Por outro lado, e não esquecendo a ajuda “divina” dada pelo legislador quando decidiu, e muito bem, presentear esta profissão como uma obrigatoriedade que me faz recordar aquele velho slogan do código postal, “…meio caminho andado!”, o profissional não deve espreitar qualquer outra ajuda “sobrenatural” que o regulador possa preconizar através da bondade de normas anti-abuso a fim de ver alargada a sua carteira de clientes porque, queiramos ou não, nada há-de sobrepor-se a uma adequada gestão estratégica relacionada com o binómio oferta/procura. O empreendedorismo sendo uma oportunidade para todos, decididamente não está ao alcance de todos.

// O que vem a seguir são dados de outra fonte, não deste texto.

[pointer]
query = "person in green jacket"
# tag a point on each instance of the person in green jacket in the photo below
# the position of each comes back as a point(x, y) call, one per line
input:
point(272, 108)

É óbvio que diagnosticar problemas estruturais numa profissão nem sempre é difícil, o que se torna complicado são as terapias que lhe podem estar subjacentes, principalmente quando a ética, a deontologia e a competência no desempenho das funções não fazem parte do dia-a-dia do profissional.
Acredito que prevalecerá a qualidade e a competência dos verdadeiros profissionais que abraçaram esta causa, todos os outros, estou em crer que serão “engolidos” pelas suas próprias incapacidades, pelos seus próprios medos e receios, ou seja, aqueles que não souberem caminhar no tempo, que não conseguirem interagir no espaço e no tempo, caracterizando os seus comportamentos e as relações que mantêm entre eles com a ética deontológica, estarão condenados ao insucesso.
Sou eu a sonhar, talvez a pensar em voz alta. Até podem dizer que não vai acontecer, mas já faltou mais!… O tempo da pedagogia tolerante esfumou-se, entramos no tempo coercivo!...
E, neste espaço de tempo, seria interessante adoptar como regra uma atitude muito simples, digna e transparente: de cada vez que um cliente intentasse na mudança de responsável técnico, por razões alheias à livre concorrência, caberia aos responsáveis técnicos, antigo e nomeado, elaborarem relatórios objectivos, verdadeiros e adequados à situação que, enviados para a Comissão do Controlo de Qualidade, seriam apreciados com carácter prioritário da existência, ou não, de atropelos ao Código Deontológico e ao Estatuto da Ordem dos Técnicos Oficiais de Contas.
No exercício seguinte à assumpção do novo técnico, a Comissão de Controlo de Qualidade teria toda a legitimidade para visitar aquele, a fim de analisar as demonstrações financeiras e demais documentação do cliente em causa retirando as ilações e conclusões devidas, e se for o caso, instaurar procedimento disciplinar contra o técnico prevaricador.
É minha convicção de que a discussão é muito mais profunda e abrangente que as parcas e sintéticas frases acima transcritas, no entanto, espero ter sido assertivo de forma a melhor ser interpretado para não ferir qualquer susceptibilidade.